Los Angeles, USA - Federal prosecutors are threatening a rabbi with jail time unless he testifies before a grand jury regarding the federal government's ongoing probe of tax evasion in his Orthodox Jewish sect. On Wednesday, they will ask a judge to order him to testify or be found in contempt.
His attorney says Rabbi Moshe Zigelman, a teacher of scripture and son of Holocaust survivors, will refuse, citing his religious principles.
Zigelman's unyielding religious stance has led to attorneys wrangling in a federal courtroom over the rare intersection of the modern U.S. legal system and the ancient Jewish doctrine of mesira, a prohibition for Jews against informing on other Jews to secular authorities.

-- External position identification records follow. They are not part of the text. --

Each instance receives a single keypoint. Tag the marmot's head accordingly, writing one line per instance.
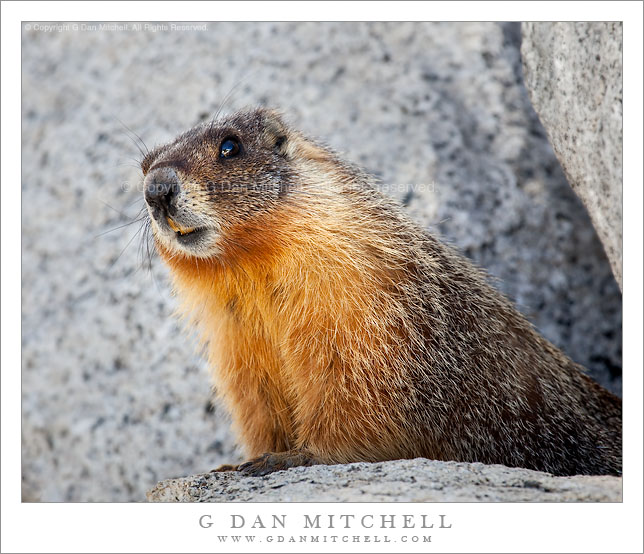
(219, 177)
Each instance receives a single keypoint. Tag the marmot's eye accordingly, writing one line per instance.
(229, 148)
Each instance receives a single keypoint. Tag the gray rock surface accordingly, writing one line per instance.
(417, 480)
(115, 397)
(573, 72)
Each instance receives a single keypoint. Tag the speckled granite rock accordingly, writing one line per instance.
(573, 72)
(417, 480)
(114, 396)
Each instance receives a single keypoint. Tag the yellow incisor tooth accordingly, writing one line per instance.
(177, 228)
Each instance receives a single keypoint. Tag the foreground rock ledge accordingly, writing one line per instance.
(417, 480)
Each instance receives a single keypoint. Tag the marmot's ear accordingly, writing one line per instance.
(276, 132)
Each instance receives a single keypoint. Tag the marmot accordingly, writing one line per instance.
(340, 331)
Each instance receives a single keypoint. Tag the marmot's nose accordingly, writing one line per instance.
(161, 186)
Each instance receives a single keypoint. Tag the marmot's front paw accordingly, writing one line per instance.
(277, 461)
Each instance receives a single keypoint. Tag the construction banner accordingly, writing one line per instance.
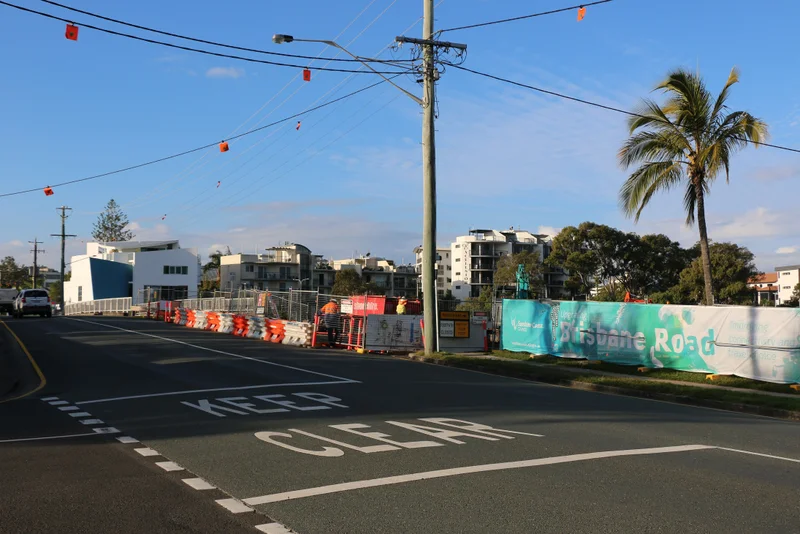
(758, 343)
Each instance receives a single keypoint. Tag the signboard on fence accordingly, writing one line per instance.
(393, 332)
(758, 343)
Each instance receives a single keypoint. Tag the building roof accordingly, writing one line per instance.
(766, 278)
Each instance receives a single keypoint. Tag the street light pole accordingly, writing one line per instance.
(428, 103)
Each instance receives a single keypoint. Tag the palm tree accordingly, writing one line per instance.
(688, 141)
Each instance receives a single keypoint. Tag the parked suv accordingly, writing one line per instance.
(31, 302)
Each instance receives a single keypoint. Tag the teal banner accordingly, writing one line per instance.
(759, 343)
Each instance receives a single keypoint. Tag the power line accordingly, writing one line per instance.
(598, 105)
(187, 48)
(197, 149)
(523, 17)
(205, 41)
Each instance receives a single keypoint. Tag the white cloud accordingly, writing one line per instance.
(224, 72)
(760, 222)
(548, 230)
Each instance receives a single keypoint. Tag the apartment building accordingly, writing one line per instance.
(788, 278)
(444, 269)
(289, 266)
(159, 270)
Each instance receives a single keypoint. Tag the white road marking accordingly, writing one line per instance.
(169, 466)
(401, 479)
(257, 360)
(233, 388)
(273, 528)
(198, 483)
(43, 438)
(92, 421)
(761, 454)
(234, 505)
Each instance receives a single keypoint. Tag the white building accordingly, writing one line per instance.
(156, 270)
(788, 278)
(444, 269)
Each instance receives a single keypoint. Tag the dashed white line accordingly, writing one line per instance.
(198, 484)
(273, 528)
(92, 421)
(169, 466)
(234, 505)
(441, 473)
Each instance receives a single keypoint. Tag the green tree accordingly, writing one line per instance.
(731, 267)
(688, 141)
(13, 274)
(347, 282)
(506, 272)
(112, 225)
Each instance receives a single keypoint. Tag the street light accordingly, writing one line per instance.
(429, 77)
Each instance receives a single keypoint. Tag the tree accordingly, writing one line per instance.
(111, 225)
(506, 273)
(347, 282)
(731, 267)
(686, 142)
(12, 274)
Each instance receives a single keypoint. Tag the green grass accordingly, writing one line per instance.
(663, 374)
(557, 375)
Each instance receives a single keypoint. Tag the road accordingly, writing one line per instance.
(177, 430)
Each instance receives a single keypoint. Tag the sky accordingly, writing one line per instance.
(349, 181)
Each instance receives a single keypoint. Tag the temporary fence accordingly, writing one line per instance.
(758, 343)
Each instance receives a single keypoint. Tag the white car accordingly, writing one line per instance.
(32, 302)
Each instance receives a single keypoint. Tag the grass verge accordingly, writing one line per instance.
(743, 401)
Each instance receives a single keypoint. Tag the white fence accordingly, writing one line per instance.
(91, 307)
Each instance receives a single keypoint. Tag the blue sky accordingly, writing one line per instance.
(350, 179)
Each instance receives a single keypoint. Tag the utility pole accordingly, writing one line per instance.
(429, 76)
(63, 235)
(35, 251)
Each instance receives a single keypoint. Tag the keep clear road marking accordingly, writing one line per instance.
(441, 473)
(338, 379)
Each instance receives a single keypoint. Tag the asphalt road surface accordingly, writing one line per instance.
(149, 427)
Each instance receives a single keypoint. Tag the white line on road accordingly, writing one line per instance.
(169, 466)
(198, 484)
(43, 438)
(761, 454)
(234, 505)
(232, 388)
(425, 475)
(273, 528)
(257, 360)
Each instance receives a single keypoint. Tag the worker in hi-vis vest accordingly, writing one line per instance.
(330, 316)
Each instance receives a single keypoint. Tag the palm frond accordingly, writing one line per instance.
(647, 180)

Prosecutors have said the rabbi's position is unsupported by Talmudic law, according to court papers filed by Zigelman's attorneys. Defense attorneys contend that he is again being asked to make the obvious choice between heaven and earthly jail cells, and that no prison time will be able to get Zigelman to go against his religion and face everlasting punishment.
Zigelman is a 64-year-old devout Hasid. He was born in communist Hungary to a mother who had been interred at Auschwitz and a father whose first wife and six children died in the Holocaust, according to his attorneys. After moving to Brooklyn in the 1970s, he began working for the Hasidic sect in the kitchen before eventually becoming executive assistant to the grand rabbi.